“我們有更專業的團隊。如果竹哥你是擔心我們讓關琛去演一些他不想拍的戲,那么完全不用擔心,我們公司充分尊重每一個演員的意愿。”
“我這邊要工作了。考慮考慮再回復你。”
謝勁竹掛了電話,把手機交到錢良義手里。
兩人出了化妝間,往錄影棚走去。
“你怎么想?接受投資還是……?”錢良義問。
錢良義有工作室近半的股份,謝勁竹不好獨斷專行。
“你呢?你怎么想?”謝勁竹想知道錢良義的看法。
錢良義翻個白眼,說:“開個空殼公司把關琛的經紀約轉過去再賣掉,工作室我們自己留著,把錢投到婚慶和脫口秀。

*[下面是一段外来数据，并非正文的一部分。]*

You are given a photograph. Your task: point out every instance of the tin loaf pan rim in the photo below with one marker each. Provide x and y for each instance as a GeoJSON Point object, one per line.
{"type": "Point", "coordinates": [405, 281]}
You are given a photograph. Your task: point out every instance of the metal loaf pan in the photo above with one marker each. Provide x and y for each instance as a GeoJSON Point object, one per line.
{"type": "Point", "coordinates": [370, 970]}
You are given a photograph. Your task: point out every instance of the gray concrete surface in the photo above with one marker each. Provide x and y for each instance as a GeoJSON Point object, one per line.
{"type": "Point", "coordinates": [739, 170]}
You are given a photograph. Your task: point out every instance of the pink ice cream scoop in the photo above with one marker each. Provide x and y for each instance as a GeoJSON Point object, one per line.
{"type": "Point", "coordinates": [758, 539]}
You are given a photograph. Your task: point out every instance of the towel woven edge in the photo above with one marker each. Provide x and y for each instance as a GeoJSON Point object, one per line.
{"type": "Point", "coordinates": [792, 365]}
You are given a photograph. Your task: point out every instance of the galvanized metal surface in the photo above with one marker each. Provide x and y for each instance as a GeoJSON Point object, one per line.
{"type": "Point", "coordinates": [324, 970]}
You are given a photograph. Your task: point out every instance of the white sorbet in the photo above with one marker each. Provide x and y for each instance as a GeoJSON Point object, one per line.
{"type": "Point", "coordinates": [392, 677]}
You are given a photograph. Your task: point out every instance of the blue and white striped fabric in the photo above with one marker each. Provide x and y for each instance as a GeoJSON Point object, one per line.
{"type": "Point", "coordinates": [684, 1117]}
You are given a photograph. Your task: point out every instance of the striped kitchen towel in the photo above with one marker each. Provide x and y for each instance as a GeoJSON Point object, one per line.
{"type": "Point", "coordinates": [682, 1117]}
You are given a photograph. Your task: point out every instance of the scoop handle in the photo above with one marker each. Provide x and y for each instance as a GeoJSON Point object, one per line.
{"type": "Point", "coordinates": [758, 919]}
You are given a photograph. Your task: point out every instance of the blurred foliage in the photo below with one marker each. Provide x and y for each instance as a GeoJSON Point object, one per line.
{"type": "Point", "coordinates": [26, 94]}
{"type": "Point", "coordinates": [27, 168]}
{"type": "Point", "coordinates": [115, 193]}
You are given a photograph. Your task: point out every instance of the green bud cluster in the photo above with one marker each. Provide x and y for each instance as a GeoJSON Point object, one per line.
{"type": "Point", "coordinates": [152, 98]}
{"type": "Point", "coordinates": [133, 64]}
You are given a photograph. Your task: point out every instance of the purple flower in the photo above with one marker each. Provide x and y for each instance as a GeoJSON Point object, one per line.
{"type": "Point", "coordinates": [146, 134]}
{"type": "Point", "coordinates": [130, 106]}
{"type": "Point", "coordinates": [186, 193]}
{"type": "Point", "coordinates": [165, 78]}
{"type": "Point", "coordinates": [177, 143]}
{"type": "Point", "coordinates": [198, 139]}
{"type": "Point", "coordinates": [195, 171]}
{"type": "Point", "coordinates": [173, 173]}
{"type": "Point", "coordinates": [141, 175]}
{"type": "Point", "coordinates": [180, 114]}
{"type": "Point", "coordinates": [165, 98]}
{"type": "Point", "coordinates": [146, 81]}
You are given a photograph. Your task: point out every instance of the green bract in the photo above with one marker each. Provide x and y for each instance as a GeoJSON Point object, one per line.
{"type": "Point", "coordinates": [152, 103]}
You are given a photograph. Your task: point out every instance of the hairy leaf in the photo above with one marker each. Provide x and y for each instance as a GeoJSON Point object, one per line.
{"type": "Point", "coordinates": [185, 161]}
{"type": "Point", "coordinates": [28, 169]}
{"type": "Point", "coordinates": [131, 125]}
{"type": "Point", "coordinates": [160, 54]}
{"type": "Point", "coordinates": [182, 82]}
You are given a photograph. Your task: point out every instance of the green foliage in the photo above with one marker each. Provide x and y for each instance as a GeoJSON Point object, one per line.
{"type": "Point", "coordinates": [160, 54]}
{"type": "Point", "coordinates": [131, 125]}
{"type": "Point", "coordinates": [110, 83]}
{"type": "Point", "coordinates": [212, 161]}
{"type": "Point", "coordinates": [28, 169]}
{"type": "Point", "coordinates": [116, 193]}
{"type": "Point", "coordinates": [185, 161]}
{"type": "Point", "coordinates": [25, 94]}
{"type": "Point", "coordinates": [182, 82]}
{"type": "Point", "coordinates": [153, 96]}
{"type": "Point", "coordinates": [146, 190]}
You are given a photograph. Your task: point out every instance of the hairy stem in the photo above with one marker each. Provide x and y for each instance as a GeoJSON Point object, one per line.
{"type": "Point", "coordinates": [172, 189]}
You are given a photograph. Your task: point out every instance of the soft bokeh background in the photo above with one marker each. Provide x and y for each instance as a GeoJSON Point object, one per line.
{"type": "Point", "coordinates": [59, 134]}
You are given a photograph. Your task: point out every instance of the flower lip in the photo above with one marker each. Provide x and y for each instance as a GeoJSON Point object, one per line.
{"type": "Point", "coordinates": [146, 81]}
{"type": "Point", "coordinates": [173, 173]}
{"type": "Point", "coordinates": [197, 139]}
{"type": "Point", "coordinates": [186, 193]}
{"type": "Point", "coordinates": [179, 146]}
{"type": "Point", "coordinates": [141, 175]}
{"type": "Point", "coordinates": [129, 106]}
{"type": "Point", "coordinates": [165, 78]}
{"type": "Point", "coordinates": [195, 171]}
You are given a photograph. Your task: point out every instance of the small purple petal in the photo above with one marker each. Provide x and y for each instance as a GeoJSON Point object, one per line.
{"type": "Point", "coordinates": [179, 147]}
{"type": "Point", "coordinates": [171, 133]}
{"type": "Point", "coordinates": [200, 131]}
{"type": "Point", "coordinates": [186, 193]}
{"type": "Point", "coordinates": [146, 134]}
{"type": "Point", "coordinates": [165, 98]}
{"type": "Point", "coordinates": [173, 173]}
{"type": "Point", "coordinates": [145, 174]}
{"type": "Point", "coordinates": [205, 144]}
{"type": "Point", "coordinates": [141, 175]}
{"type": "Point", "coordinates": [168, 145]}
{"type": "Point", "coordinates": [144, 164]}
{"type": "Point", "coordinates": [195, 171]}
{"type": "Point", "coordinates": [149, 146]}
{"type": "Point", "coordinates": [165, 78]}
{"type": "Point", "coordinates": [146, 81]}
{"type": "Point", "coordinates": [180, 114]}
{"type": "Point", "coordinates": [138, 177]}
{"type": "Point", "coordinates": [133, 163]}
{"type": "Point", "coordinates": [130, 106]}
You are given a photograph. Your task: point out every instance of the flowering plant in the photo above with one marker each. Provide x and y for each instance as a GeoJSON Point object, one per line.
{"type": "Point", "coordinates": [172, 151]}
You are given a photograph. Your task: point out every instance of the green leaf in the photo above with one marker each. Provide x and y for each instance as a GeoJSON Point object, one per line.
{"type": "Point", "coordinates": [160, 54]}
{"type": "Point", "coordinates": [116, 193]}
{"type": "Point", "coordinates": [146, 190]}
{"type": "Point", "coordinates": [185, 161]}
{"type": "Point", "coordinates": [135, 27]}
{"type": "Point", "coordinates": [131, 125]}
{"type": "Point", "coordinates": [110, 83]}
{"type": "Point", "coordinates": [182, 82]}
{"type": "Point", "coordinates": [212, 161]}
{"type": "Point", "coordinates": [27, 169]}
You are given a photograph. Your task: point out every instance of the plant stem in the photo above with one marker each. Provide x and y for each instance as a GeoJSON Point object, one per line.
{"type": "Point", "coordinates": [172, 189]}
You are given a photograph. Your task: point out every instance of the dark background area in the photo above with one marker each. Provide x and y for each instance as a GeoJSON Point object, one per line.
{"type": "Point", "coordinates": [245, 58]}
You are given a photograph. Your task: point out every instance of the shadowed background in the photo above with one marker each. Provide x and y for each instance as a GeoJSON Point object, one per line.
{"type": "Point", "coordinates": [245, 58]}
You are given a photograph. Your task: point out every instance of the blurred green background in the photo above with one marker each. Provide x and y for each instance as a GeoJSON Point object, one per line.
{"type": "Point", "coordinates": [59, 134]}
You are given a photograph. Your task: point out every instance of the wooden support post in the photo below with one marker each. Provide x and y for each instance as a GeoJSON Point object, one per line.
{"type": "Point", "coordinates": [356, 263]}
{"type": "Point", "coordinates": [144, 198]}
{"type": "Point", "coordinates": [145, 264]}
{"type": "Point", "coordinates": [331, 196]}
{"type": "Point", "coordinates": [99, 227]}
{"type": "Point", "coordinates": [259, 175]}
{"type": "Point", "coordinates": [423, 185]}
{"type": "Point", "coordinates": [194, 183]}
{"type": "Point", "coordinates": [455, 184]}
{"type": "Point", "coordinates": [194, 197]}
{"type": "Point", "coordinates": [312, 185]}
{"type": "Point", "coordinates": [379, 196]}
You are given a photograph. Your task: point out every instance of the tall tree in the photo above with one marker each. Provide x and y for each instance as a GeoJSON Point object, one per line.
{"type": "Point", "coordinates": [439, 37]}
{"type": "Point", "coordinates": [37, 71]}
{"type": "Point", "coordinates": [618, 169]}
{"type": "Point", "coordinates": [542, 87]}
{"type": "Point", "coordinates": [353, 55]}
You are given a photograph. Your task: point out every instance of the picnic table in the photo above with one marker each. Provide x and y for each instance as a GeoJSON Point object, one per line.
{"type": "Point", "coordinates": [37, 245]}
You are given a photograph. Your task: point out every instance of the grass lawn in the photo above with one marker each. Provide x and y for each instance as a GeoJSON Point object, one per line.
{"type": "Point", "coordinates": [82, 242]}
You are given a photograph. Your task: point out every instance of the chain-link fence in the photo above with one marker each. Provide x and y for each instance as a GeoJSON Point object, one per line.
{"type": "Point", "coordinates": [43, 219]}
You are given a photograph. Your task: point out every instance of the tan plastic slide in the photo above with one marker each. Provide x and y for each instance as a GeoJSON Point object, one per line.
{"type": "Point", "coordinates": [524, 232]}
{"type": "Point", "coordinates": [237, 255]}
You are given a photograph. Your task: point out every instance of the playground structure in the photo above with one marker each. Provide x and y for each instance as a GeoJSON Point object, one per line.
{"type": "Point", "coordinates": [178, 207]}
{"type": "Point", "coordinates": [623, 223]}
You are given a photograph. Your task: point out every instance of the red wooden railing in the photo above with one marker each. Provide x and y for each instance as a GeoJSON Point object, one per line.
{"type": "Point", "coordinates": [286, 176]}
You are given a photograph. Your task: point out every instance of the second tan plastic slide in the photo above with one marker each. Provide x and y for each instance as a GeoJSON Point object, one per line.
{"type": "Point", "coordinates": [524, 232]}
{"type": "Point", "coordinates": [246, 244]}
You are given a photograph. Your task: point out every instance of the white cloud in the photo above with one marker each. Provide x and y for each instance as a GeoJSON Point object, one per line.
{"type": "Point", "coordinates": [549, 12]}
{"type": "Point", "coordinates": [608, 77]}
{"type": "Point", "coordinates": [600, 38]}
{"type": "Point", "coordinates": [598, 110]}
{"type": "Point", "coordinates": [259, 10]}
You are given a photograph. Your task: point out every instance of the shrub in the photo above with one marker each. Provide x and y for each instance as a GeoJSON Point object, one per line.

”
謝勁竹仿佛沒聽到前半句話,沉思道:“這確實是個問題。不管被收購還是融資,我們那些不務正業的業務很可能要被砍掉。”
錢良義無語。關琛夸獎職員的時候,老喜歡用一個詞,忠心耿耿。如果不是每周確認過一遍股權結構,錢良義都懷疑他的股份是不是全跑到關琛名下去了。
“接受收購或者融資,我們干了一年的婚慶就要被砍,工作室里那些員工也要被裁;不接受,關琛那邊以后就會有麻煩。”錢良義把得失總結給了謝勁竹。